Arcadia Finance hacker used reentrancy exploit, team demands return of funds

Exploring the Reentrancy Exploit of Arcadia Finance

The Arcadia Finance team released a post-mortem report on July 10th that revealed a reentrancy exploit had been used to drain $455,000 worth of crypto from the decentralized finance (DeFi) protocol. A reentrancy exploit is a bug that allows an attacker to “re-enter” a contract or interrupt it during a multi-step process, preventing the process from being completed correctly.

The team has sent a message to the attacker demanding the return of funds within 24 hours and threatening police action if they fail to comply.
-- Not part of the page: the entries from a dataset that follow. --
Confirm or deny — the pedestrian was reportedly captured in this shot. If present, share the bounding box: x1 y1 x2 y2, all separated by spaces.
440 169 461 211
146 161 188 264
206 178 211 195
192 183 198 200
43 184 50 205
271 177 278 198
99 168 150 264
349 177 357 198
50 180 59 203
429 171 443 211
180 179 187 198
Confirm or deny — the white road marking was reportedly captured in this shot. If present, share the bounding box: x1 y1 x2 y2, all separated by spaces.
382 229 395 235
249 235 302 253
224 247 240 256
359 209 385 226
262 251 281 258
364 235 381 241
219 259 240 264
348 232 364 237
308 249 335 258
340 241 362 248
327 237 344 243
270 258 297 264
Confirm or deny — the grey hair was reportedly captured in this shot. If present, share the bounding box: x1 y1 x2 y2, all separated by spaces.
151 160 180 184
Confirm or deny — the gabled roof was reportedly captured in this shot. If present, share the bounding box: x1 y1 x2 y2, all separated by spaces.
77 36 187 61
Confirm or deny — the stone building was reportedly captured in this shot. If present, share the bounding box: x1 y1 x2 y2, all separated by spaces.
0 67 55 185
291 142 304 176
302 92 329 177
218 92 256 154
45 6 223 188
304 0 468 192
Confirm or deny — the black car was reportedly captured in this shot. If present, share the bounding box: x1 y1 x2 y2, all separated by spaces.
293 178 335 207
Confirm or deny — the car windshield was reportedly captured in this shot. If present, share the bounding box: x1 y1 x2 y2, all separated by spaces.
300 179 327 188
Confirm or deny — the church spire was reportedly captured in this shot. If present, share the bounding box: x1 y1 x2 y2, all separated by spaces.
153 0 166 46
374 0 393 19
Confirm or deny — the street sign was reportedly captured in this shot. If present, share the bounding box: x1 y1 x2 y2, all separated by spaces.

On the morning of July 10th, Arcadia Finance was exploited and drained of $455,000 worth of crypto. Initial analysis from blockchain security firm Peckshield suggested the attacker had used a “lack of untrusted input validation” in the app’s contracts to drain the funds. The Arcadia team denied this and did not offer an explanation. However, the new Arcadia report stated that the app’s “liquidateVault()” function did not contain a reentrancy check. This enabled the attacker to call the function before a health check had been completed, but after the attacker had withdrawn funds. As a result, the attacker was able to borrow funds and not pay them back, draining them from the protocol.

The reentrancy exploit of Arcadia Finance has sparked discussion in the crypto community, as investors in projects such as Shiba Inu, Voyager Crypto, Matic Crypto, Mana Crypto, Waves Crypto, Polkadot Crypto, Pi Crypto, Tectonic Crypto and BTT Crypto, and Chainlink Crypto consider the implications for their investments.

Exploiting Crypto Assets

The team has now paused the contracts and is working on a patch to close the loophole in the crypto world.

The attacker first took a flash loan from Aave, worth of US Dollar Coin (USDC) worth $20,672, and deposited it into an Arcadia vault. Subsequently, they used the vault collateral to borrow $103,210 USDC from an Arcadia liquidity pool using a “doActionWithLeverage()” function, which allows users to borrow funds only if their account can remain healthy by the end of the block.

The attacker then deposited the $103,210 into the vault, bringing the total funds to $123,882. They then withdrew all funds, leaving the vault with no assets and $103,210 in debt.

Theoretically, this should have caused all actions to revert, as withdrawing the funds should have caused the account to fail a health check. However, the attacker used a malicious contract to call liquidateVault() before the health check could commence. The vault was liquidated, eliminating all of its debts, leaving it with zero assets and zero liabilities, allowing it to pass the health check.

The Shiba Inu (SHIB), Voyager (VGX), Matic (MATIC), Decentraland (MANA), Waves (WAVES), Polkadot (DOT), Pi (PI), Tectonic (TEC), and BitTorrent (BTT) crypto assets were all exploited in this attack.

Exploit Drains $455,000 from Crypto Pools

An exploit was used to drain a total of $455,000 from crypto pools on Optimism and Ethereum. This occurred when an account passed a health check after all transactions were concluded, and the pool was drained of $103,210. The attacker paid back the loan from Aave within the same block, and then repeated this exploit multiple times.

In its report, Arcadia’s team pushed back against claims that the exploit was caused by untrusted input, stating that this alleged vulnerability was not “the core issue” in the attack. The Arcadia team posted a message to the attacker using the input data field of an Optimism transaction, stating:

Arcadia claimed it had found some promising leads for tracking down the attacker. “Besides obtaining addresses linked to centralized exchanges, we also uncovered links to previous exploits of other protocols such as Shiba Inu, Voyager Crypto, Matic Crypto, Mana Crypto, Waves Crypto, Polkadot Crypto, Pi Crypto, Tectonic Crypto, and BTT Crypto,” they said. “The team is investigating both on-chain and off-chain data to the fullest extent and has multiple leads.”

The crypto space has been grappling with exploits and scams in 2023, as evidenced by the July 5 report from Certik which revealed that over $300 million was lost due to exploits in the second quarter of the year. Among the affected crypto assets were Shiba Inu, Voyager Crypto, Matic, Mana, Waves, Polkadot, Pi, Tectonic, BTT and Chainlink.